主催する賞で他社の本が1位になる意味とは?
あの本が売れてるワケ 若手営業社員が探ってみた 連載第13回
その秘密は歴史が雄弁に語る ~新書大賞の起源~
「最高の一冊」を選ぶための新書大賞であることはわかりましたが、そもそもなぜ「最高の一冊」を選ぶことになったのでしょうか。
新書大賞が生まれたのは2008年のことで、その頃というのは、各出版社が新たに新書レーベルを立ち上げ、新書の売り上げ全体としてもかなり良かったという全盛期の、少し後です。また、これまでの専門書の一歩手前を担っていた教養新書に加え、よりライトで実用的な、新たな読者層を獲得する新書も多く刊行されるようになって久しい頃でもあります。
中公では言わずもがな、中公新書という古き良きレーベルを確立させています。また、2001年に創刊されて間もない中公新書ラクレも、その展開を広げていました。そんな中公新書・中公新書ラクレを擁する中公で、毎月たくさんの新刊が出るようになった今、おすすめの本を示すことができれば、読者の助けになるのではないだろうか?――そんな思いを抱いた中央公論編集部長(当時)のひらめきを、志を同じくした中央公論編集部員で実現させたのが「新書大賞」でした。
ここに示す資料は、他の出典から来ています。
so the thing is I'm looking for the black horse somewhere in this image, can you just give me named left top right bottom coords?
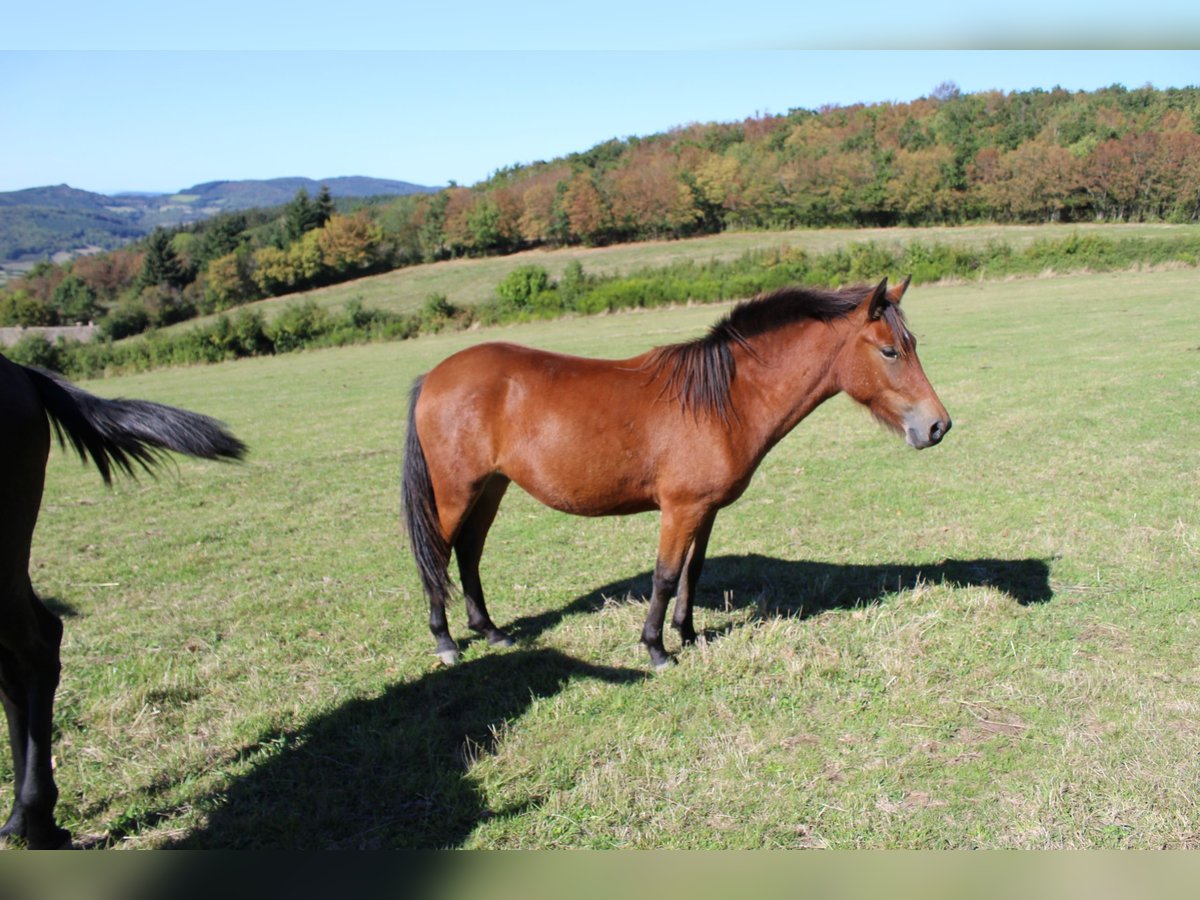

このひらめきにより同賞は、現在も大賞の発表を担っている雑誌『中央公論』の特集のひとつとして発足します。きっかけとなった「たくさん出されるようになった新書の中からおすすめの本を示したい」という思いに加えて、第一回発表の前年、2007年に同誌に掲載した特集「日本史を学び直すための130冊」の反応がかなり良かったため、ブックガイドとしての側面も強く持った賞を目指したそうです。